Thursday, January 29, 2015

The judge saw through the lie

In a Boston Globe story, here's how Priyanka Dayal McCluskey reports on how the outgoing CEO of Partners Healthcare System described the deal that was turned down today by Suffolk Superior Court Judge Janet L. Sanders:

“The judge has said ‘no’ to an agreement that we believe would have paved a pathway to delivering high-quality care closer to home for patients and their families in a lower cost community-based setting."

Well, no.  First of all, there was no need for PHS to acquire these hospitals to achieve proper care management for patients.  All it takes is an agreement to coordinate care and share access to medical records.

Second, hospitals that would be incorporated into the PHS system would gradually assume the pricing advantages of this near-monopoly supplier and would not be lower cost community hospitals (compared to other community hospitals.)

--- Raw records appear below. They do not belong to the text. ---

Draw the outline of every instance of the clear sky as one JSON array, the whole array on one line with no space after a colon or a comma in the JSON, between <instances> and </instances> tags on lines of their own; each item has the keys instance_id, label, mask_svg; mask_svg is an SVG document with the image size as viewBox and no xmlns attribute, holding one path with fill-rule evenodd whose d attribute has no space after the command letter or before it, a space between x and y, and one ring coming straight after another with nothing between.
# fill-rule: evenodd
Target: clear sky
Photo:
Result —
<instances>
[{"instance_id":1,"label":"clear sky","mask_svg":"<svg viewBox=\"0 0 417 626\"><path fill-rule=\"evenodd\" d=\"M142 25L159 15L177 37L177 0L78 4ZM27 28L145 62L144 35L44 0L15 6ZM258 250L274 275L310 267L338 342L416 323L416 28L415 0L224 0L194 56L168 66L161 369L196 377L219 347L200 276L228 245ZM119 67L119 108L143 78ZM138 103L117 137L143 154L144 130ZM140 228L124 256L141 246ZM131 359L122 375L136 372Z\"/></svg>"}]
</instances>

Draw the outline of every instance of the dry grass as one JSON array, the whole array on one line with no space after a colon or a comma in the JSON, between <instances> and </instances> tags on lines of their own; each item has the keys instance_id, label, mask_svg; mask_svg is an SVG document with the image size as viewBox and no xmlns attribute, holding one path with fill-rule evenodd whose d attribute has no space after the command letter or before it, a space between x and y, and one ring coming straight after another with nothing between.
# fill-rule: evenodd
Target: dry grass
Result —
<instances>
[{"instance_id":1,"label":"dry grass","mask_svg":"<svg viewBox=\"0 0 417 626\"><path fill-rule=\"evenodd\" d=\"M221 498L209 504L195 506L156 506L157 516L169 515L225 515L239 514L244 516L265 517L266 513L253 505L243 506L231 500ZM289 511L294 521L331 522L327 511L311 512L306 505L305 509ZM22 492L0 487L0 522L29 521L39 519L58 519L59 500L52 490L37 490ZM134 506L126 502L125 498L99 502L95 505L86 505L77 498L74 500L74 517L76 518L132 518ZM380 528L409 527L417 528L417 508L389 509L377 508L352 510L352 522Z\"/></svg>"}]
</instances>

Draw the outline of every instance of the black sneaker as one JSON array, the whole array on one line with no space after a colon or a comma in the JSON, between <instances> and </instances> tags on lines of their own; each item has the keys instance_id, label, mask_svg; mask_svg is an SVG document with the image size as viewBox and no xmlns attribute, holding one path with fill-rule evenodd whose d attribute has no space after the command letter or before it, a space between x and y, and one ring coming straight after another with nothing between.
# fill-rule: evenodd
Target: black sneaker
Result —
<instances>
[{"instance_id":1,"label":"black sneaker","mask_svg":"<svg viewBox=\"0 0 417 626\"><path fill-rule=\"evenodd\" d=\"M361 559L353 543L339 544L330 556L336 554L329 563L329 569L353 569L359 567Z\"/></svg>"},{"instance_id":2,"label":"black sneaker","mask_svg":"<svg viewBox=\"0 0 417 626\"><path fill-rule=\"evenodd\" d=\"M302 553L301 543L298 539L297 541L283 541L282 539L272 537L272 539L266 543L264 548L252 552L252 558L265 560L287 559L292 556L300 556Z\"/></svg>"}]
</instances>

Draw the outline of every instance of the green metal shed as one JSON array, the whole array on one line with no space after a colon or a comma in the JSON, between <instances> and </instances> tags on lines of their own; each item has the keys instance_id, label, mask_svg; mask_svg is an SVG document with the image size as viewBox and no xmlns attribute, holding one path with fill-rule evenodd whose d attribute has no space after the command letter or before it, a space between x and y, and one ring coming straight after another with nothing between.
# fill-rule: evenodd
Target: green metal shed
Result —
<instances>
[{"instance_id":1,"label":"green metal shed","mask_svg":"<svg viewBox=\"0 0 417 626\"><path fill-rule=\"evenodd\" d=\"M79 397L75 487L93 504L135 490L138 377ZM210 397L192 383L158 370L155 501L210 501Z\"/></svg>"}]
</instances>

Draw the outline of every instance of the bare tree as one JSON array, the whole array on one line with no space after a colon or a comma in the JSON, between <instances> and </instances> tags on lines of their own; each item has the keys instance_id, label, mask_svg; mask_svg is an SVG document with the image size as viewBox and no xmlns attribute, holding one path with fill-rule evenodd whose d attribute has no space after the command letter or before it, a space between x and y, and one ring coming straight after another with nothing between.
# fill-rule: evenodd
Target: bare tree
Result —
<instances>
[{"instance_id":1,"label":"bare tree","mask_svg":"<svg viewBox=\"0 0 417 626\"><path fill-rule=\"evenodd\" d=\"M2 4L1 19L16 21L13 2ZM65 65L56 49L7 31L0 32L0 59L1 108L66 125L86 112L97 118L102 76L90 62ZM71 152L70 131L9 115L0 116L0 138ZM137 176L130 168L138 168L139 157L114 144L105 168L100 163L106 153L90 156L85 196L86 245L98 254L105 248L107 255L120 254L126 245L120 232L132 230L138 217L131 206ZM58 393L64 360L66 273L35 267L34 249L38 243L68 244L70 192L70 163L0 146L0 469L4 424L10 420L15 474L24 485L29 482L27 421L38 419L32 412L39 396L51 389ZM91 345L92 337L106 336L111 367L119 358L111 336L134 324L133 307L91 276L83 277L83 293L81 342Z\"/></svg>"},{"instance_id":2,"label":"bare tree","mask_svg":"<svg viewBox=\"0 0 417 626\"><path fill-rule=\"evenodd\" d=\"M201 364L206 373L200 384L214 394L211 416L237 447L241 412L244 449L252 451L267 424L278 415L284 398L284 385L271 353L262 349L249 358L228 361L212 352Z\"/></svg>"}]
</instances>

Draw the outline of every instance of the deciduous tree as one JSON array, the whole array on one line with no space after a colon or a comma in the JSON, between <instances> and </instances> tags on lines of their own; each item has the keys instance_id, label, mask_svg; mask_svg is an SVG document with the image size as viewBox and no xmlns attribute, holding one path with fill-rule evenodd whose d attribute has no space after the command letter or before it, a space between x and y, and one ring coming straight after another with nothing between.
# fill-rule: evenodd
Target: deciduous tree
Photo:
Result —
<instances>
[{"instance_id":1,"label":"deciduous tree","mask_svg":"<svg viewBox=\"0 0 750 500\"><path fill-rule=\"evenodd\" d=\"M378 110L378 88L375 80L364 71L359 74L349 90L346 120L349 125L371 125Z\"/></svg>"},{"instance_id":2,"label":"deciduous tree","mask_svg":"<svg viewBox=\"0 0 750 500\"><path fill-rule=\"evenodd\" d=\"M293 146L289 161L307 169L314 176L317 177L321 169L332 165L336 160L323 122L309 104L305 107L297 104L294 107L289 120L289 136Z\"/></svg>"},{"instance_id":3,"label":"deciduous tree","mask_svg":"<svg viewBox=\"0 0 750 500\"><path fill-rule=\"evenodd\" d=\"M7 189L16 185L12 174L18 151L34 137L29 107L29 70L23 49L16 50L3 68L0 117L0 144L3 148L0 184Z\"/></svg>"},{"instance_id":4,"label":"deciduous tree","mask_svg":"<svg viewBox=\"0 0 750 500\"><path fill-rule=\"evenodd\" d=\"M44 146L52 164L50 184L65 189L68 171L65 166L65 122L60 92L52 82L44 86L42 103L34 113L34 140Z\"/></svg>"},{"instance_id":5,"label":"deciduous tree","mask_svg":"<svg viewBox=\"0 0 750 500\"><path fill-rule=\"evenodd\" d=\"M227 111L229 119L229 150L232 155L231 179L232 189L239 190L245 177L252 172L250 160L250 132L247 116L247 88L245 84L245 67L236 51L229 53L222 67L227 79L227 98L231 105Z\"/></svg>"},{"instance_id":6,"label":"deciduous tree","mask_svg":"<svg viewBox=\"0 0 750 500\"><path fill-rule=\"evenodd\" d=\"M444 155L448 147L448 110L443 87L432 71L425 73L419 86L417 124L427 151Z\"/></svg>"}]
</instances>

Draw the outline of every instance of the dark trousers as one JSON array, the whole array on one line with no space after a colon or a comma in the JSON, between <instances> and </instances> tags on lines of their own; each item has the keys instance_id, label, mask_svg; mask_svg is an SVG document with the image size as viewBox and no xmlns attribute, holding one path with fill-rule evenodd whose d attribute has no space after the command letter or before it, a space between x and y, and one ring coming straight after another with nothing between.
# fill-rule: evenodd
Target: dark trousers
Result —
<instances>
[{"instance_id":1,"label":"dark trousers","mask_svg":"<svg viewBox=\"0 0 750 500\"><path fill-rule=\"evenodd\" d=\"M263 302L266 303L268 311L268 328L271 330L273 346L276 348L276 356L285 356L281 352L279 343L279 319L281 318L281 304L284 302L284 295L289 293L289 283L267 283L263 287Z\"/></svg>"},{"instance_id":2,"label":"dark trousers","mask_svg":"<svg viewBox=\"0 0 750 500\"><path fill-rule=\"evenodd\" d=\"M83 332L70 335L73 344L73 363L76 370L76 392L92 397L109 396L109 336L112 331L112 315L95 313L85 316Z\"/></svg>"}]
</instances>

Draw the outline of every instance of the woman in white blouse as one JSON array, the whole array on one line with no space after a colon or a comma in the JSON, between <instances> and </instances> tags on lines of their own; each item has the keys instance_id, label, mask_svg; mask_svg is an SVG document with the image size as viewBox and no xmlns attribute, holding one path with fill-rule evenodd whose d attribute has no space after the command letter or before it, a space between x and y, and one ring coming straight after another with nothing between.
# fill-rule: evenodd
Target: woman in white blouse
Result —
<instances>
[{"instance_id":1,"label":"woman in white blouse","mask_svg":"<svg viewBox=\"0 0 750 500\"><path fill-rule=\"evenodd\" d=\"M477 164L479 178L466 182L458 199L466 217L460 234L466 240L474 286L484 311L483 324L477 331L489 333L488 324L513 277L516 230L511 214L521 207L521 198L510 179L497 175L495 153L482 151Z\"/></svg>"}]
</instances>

Third, the agreement would have permitted PHS to recruit doctors in the vicinity of these hospitals, moving them from lower cost systems to the higher physician rates of pay enjoyed by the PHS doctors.

Attorney General Healey had it just right when she said that the proposed agreement was a case of the cart leading the horse. As many of us had noted, the commitments to lower costs contained therein were unsupportable and unenforceable. Instead, implicitly building on the findings of the state Health Policy Commission, she suggested:

“One of the greatest challenges our state faces is rising health care costs,” Healey said. “I’d like to see how [Partners’] work in the market is helping to contain costs.”

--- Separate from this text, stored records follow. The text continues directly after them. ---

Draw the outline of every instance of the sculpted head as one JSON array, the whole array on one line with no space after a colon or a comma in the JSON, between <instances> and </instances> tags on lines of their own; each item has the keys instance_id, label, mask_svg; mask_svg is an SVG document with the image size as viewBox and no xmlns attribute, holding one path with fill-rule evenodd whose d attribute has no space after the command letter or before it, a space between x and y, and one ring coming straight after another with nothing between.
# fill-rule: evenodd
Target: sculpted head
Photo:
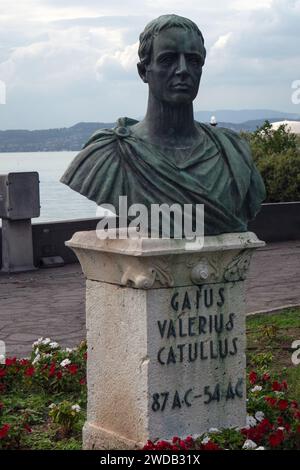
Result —
<instances>
[{"instance_id":1,"label":"sculpted head","mask_svg":"<svg viewBox=\"0 0 300 470\"><path fill-rule=\"evenodd\" d=\"M169 104L192 102L199 88L206 50L193 21L163 15L140 35L138 72L158 100Z\"/></svg>"}]
</instances>

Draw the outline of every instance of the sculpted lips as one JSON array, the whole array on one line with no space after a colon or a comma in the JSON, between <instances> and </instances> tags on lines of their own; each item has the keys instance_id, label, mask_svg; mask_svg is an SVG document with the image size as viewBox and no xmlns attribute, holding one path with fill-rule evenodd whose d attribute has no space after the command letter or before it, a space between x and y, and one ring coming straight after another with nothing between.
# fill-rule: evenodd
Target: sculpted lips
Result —
<instances>
[{"instance_id":1,"label":"sculpted lips","mask_svg":"<svg viewBox=\"0 0 300 470\"><path fill-rule=\"evenodd\" d=\"M171 88L173 90L189 90L191 88L191 85L188 83L175 83L174 85L171 85Z\"/></svg>"}]
</instances>

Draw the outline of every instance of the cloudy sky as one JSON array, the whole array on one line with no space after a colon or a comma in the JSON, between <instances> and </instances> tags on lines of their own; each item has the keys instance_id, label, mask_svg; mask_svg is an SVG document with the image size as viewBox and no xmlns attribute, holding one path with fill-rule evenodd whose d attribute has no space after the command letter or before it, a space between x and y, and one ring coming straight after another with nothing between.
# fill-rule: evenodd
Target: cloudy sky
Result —
<instances>
[{"instance_id":1,"label":"cloudy sky","mask_svg":"<svg viewBox=\"0 0 300 470\"><path fill-rule=\"evenodd\" d=\"M300 0L0 0L0 129L142 116L137 39L166 13L191 18L205 37L195 110L300 114L291 100L300 79Z\"/></svg>"}]
</instances>

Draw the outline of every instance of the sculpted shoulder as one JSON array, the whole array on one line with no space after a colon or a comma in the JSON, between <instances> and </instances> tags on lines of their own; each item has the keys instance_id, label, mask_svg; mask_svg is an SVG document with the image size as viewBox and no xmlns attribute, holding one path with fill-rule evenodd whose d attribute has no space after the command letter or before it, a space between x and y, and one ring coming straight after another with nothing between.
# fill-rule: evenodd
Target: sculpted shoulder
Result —
<instances>
[{"instance_id":1,"label":"sculpted shoulder","mask_svg":"<svg viewBox=\"0 0 300 470\"><path fill-rule=\"evenodd\" d=\"M112 139L117 140L118 138L124 138L131 135L130 126L136 124L138 121L128 117L119 118L116 122L116 127L112 129L99 129L89 138L84 144L83 149L88 146L100 142L102 140Z\"/></svg>"},{"instance_id":2,"label":"sculpted shoulder","mask_svg":"<svg viewBox=\"0 0 300 470\"><path fill-rule=\"evenodd\" d=\"M213 127L209 124L202 123L198 124L217 142L229 158L233 152L239 154L247 165L253 165L250 146L236 131L226 127Z\"/></svg>"}]
</instances>

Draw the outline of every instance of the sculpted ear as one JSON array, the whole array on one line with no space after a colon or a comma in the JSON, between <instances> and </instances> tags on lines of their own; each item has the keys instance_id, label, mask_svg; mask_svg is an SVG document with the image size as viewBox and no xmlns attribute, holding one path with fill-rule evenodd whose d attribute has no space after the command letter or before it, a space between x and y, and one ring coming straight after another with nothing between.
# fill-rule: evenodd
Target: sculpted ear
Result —
<instances>
[{"instance_id":1,"label":"sculpted ear","mask_svg":"<svg viewBox=\"0 0 300 470\"><path fill-rule=\"evenodd\" d=\"M139 76L141 77L141 79L143 80L143 82L144 82L144 83L148 83L148 80L147 80L147 70L146 70L145 64L142 64L141 62L139 62L139 63L137 64L137 69L138 69Z\"/></svg>"}]
</instances>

(By the way, should this case ever reopen, it would be good to see how an unfettered US Department of Justice would behave. Their position in this case was strange, compared to their other activities in the country.  One must assume that it was based on the Administration's desire to help a fellow Democrat in her gubernatorial campaign.)

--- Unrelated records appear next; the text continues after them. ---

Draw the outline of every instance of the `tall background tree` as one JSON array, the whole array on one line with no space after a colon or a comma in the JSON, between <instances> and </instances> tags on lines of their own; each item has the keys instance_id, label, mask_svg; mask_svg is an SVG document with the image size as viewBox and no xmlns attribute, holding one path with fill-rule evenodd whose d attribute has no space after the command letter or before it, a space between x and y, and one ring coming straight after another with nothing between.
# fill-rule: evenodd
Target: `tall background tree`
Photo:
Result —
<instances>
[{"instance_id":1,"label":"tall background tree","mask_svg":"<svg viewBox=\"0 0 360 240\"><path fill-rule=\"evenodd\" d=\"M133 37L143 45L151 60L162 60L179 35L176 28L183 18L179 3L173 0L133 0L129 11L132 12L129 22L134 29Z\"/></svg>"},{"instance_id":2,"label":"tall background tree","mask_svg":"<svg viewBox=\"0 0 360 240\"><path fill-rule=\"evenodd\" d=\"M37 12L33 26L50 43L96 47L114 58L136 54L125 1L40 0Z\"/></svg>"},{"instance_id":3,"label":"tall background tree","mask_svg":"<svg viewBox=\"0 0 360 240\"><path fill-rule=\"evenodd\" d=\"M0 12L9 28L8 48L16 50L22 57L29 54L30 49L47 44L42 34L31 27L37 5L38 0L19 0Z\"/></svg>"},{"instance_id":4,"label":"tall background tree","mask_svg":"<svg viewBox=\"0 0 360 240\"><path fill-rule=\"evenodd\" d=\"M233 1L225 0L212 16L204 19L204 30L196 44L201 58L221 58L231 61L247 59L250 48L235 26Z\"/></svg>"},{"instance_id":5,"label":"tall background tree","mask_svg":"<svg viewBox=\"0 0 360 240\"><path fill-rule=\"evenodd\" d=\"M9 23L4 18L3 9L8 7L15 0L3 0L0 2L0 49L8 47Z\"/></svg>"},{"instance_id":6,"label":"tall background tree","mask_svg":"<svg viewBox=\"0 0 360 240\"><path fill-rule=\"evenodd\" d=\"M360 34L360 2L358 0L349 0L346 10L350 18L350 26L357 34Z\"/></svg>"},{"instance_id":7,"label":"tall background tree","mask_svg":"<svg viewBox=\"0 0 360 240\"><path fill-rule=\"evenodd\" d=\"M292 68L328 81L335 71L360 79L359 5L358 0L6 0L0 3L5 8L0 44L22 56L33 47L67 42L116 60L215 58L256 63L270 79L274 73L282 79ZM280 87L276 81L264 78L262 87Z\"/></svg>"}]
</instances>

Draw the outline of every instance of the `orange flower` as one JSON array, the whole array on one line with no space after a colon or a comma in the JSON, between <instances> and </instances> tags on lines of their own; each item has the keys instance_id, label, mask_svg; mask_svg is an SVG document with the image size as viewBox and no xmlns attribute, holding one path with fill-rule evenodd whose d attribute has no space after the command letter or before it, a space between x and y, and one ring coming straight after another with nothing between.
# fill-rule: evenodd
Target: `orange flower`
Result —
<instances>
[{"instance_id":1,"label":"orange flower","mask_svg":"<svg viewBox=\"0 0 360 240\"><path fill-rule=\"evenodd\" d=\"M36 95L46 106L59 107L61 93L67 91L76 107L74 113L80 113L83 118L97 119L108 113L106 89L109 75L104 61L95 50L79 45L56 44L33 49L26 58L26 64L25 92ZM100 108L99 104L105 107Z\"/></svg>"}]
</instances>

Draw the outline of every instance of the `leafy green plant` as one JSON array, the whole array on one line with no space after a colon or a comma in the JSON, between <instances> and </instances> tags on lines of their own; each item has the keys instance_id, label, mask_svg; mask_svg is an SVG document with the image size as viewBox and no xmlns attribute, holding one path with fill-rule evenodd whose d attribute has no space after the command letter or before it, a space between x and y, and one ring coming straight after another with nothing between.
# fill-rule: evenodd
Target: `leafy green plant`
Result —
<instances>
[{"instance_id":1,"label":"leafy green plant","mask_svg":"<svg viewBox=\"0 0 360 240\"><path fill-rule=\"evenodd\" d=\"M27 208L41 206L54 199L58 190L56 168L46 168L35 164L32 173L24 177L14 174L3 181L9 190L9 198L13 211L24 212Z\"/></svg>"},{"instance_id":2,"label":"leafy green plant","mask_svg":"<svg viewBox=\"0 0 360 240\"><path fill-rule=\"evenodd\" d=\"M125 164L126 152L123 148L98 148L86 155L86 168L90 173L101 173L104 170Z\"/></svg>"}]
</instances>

In case you are interested, here's the full ruling by the judge. It is worth reading, at a minimum, the first few pages.


nonlocal MD said...

Partners may already be in violation of anti-trust laws, depending on how the feds define domination of a given market. Remember the federal investigation started before the latest deal did. Your AG should definitely invite them back into the case. Helpfully, Ms. Coakley has amassed a mountain of evidence against Partners, making it all the more suspicious that she ignored it all to their advantage. In sum, justice has been done for once - both that Ms. Coakley lost the election and Partners lost its sweetheart deal.

Gary M. Levin said...

This is what happens when health care is politicized.....

Anonymous said...

The PHS guys are not used to losing.
Not sure they have the DNA to regroup.

Hope their competitors have aligned themselves to take a real whack at them....would be good for all of us.

Anonymous said...

It takes a village, Paul. Thank you for your willingness to share honest and often unpopular perspectives on the powerful players that have controlled so much of what ails the health system in Massachusetts. The hijacking of the narrative has been difficult to unravel and expose. Much more work to do to keep the discussion fact-based and focused on all of the issues that need to be addressed.